ChainSafe/Spectre

Missing components in instance commitments

willemolding opened this issue · 4 comments

At the contract/verifier level the only way to know the inputs that statements are being proven about is through the instance commitments.

For integrating with a smart contract this means a contract function takes inputs and hashes these down to an instance commitment. The result of the verification then informs the contract about the relationships between these inputs.

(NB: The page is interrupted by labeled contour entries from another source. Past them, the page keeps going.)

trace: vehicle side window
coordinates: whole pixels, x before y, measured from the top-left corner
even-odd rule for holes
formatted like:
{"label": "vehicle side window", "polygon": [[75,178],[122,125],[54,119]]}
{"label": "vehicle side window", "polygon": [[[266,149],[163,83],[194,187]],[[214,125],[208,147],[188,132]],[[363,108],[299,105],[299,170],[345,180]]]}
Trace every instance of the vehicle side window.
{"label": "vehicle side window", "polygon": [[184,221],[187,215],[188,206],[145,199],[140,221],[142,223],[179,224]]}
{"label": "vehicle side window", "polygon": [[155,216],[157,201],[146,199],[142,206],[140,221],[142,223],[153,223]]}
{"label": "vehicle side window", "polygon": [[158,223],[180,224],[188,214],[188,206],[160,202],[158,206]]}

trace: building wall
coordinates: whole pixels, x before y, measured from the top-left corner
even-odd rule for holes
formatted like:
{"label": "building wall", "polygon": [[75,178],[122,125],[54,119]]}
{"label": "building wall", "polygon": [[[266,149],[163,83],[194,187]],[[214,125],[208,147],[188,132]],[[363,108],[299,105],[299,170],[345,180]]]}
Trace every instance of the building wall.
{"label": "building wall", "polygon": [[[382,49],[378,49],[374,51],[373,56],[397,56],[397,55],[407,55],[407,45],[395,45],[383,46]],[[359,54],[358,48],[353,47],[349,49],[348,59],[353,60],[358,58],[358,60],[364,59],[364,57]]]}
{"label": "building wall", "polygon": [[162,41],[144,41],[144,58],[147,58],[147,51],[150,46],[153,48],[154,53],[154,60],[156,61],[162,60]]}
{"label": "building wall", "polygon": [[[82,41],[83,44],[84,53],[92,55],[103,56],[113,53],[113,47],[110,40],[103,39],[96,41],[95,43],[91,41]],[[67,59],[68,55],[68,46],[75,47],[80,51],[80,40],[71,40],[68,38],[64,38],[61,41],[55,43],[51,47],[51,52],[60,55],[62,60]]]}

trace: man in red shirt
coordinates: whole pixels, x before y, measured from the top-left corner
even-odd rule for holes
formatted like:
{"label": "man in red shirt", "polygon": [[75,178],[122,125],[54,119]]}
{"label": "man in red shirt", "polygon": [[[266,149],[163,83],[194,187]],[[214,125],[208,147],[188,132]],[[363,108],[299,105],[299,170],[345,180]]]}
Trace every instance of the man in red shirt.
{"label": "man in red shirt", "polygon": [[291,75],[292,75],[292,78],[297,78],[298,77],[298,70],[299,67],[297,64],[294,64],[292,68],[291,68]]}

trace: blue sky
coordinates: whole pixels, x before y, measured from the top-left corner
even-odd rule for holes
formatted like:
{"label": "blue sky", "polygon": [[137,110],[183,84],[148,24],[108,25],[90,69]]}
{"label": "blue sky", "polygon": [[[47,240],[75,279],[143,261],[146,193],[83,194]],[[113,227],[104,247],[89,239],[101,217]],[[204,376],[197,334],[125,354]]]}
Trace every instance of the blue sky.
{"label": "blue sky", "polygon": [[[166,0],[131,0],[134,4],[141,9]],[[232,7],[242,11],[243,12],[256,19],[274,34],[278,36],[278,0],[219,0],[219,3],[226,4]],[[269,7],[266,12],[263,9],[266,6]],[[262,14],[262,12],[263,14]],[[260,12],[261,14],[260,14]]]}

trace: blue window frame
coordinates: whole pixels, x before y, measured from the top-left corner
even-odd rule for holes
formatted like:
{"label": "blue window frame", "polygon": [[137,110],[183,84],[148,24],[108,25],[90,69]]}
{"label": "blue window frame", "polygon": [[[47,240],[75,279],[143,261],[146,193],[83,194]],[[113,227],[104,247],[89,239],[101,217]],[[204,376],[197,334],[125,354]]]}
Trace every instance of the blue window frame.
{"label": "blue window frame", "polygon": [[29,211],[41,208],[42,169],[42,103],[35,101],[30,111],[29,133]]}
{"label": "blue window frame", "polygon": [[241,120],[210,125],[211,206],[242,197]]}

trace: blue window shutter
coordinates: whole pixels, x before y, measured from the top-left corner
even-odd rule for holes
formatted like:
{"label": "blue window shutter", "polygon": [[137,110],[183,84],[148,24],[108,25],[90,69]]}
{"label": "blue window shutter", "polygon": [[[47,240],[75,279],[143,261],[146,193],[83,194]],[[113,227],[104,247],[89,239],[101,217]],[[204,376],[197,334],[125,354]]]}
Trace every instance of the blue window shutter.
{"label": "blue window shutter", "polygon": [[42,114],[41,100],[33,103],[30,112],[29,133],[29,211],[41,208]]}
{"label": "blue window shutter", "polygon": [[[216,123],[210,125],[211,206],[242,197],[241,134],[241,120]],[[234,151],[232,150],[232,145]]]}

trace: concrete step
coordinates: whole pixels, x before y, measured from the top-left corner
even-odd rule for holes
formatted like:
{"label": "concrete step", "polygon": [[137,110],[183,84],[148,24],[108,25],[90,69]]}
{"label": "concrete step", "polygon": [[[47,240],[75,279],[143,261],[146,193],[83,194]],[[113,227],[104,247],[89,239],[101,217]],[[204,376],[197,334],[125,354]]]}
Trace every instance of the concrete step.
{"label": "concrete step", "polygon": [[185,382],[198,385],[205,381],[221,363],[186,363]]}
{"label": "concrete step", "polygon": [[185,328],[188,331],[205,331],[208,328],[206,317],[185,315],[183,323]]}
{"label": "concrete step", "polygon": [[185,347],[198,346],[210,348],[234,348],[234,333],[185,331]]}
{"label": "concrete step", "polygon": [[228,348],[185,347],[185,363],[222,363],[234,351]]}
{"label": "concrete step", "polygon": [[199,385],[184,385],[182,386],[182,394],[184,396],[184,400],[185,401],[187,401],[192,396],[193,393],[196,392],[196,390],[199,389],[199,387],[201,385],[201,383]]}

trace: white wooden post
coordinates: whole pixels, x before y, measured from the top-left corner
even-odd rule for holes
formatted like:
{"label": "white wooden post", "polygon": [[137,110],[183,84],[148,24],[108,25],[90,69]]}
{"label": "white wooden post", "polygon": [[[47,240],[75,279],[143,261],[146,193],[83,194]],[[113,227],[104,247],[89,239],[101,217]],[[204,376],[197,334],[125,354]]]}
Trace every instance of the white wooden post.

I think that some input constraints are missing from the circuits that prevent the contract from being able to verify what it needs to for the protocol to work.

Rotation Circuit

The instance commitment is currently just a single poseidon commitment to a set of sync committee keys. I think this needs to be hashed with an SSZ root of the committee keys to allow the contract to verify that the two are equivalent. See the following example in telepathy:

SyncStep Circuit

This one seems pretty good but I think this is missing the commitment to the beacon block root. I see the code is there but commented out. Without this it is impossible to link the result of a rotation with the result of a step and so the protocol cannot move forward.

@willemolding do we also need finalizedHeaderRoot to be exposed by rotation circuit?

Gas cost analysis

General references

Instance commitment in rotation circuit

We use instance commitment to reduce the number of public inputs of a given circuit, which is proportional to a number of calldata uint256[n] pubInputs arguments in the verifier contract. We achieve this via hashing multiple public inputs (ones that we want to expose) using SHA256 hash function.

To further reduce the number of actual public inputs, we compose them into a single big integer via fromLittleEndianBytes. Note, BN254 curve scalar field order is 254 bits (not 256) so also we need to truncate it to 253 bits in the circuit, as well as in solidity to be able to compare them.

Given this rationale, we are presented with a choice to whether use this technique in a RotationCircuit which needs to expose uint256 poseidonCommit (31 bytes), uint8[32] committeePubkeysSszRoot (32 bytes total).

  • Option (A): uint256[33] calldata pubInputs where pubInputs[1] is poseidonCommit (32 bytes) and pubInputs[1..32] are u8 (1 byte each)
  • Option (B) uint256[1] calldata pubInputs, calldata uint256 poseidonCommit, calldata uint8[32] sszRoot + commitment opening + truncation

Calculations

poseidonBytes = 32
gasPerNonZeroByte = 16
gasPerZeroByte = 4
sszRootBytes = 32
bytePerU256 = 32
# option (A)
zeroBytes = sszRootBytes * (bytePerU256-8) = 768
(poseidonBytes + sszRootBytes) * gasPerNonZeroByte + zeroBytes * gasPerZeroByte = 4 096

# option (B)
truncatedShaBytes = 32
calldataCostOptionB = (truncatedShaBytes + poseidonBytes + sszRootBytes) * gasPerNonZeroByte = 1 536

shaInputLen = 32 + 32 = 64
shaOpenningCost = 10 + ((shaInputLen + 8)/64 + 1) * 9 = 29
truncationCost = 10 # my guess = 10
totalCostOptionB = calldataCostOptionB +  shaOpenningCost + truncationCost = 1 575

Conclusion

Option (B) seems cheaper. The cost of zero bytes makes a significant difference, otherwise, option (A) would've been cheaper. This cost can potentially be omitted if verifier contract generation is tweaked, by changing a certain range of pubInputs to be uint8 instead of uint256, though this can mess with verification assembly code.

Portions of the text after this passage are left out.